Municipals close a touch weaker as deals hit market; Wake County brings $176.42 million G.O.s

By Sheri Kasprzak

New York, April 9 - Municipal yields were seen softer 10 years and out, traders reported, despite improved Treasuries.

"Maybe a basis point to 3 in spots, between 10 and 30 years," said one trader of the weakness.

"It's really hard to tell what's pushing us down. Treasuries were stronger, new issues seem to be pricing okay. It could be a supply issue. We could be seeing some pressure."

Looking to the bigger picture, municipals still face some headwinds, said Tom Kozlik, municipal credit analyst with Janney Montgomery Scott LLC.

"We continue to advise investors to be aware of the specific credit conditions of their individual holdings, no matter what happens when new economic data is released," Kozlik wrote Tuesday.

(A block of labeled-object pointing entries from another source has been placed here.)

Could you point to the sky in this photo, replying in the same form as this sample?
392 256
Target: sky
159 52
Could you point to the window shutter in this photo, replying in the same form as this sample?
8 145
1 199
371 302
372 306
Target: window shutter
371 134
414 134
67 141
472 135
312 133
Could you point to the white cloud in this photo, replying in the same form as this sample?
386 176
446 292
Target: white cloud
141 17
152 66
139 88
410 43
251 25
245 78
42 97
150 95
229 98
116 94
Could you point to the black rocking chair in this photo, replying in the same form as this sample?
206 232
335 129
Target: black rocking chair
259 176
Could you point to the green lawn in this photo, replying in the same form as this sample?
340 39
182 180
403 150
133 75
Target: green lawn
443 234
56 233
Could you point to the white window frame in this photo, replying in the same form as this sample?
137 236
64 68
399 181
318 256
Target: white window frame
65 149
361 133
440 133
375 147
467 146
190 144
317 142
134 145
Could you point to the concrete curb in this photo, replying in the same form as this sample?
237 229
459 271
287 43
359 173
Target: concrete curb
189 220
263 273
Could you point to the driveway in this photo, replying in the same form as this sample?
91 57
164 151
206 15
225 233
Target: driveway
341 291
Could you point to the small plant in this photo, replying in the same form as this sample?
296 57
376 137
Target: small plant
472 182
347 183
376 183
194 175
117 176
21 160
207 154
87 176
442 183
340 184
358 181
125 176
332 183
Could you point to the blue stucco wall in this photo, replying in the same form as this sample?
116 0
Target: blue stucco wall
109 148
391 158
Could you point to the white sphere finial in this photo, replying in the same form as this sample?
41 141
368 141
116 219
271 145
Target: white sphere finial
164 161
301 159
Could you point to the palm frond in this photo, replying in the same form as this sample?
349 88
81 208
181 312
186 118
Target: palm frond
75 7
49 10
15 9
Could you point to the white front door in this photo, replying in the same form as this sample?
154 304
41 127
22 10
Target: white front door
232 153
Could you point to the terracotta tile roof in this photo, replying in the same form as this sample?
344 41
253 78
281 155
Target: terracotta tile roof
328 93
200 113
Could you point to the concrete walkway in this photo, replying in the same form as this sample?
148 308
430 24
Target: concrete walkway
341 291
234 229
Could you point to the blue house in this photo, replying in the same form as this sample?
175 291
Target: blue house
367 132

"There are still headwinds some municipal issuers will need to grapple with. Higher home prices are a positive development, but investors still need to conscious of how their individual holdings might be affected by larger macro events that are mostly out of the control of many of the individual issuers.

"Overall, we still think investors should generally stick to higher quality general obligation and revenue issuers unless they have in-depth understanding of the individual credit," Kozlik continued.

Wake County brings G.O.s

Moving to the day's primary action, the Wake County, N.C., sold $176,415,000 of series 2013 general obligation school loan bonds, said a pricing sheet.

The offering included $51,165,000 of series 2013A G.O. school bonds and $125.25 million of series 2013B G.O. public improvement bonds.

The bonds (Aaa/AAA/AAA) were sold competitively. Citigroup Global Markets Inc. won the series 2013A bonds at a 2.32% true interest cost and J.P. Morgan Securities LLC took the series 2013B bonds at a 2.33% TIC. There were five bids for the 2013A bonds and six bids for the series 2013B bonds, said a statement from the county.

The 2013A bonds are due 2014 to 2032 with 2.25% to 5% coupons.

The 2013B bonds are due 2014 to 2032 with 3% to 5% coupons.

Proceeds will be used to finance the costs to acquire, construct, expand and renovate school facilities in the county.

Florida Hurricane deal set

In upcoming sales during the week, the Florida Hurricane Catastrophe Fund Finance Corp. is set to price $2 billion of series 2013A revenue bonds during the week of April 8, said a sales calendar.

The offering is one of $2 billion deals set to price this week, the other being a $2 billion G.O. deal from the State of California.

The hurricane bonds (Aa3/AA-/AA) will be sold through Barclays.

Proceeds will be used to increase the corporation's cash-on-hand ahead of the 2013 hurricane season.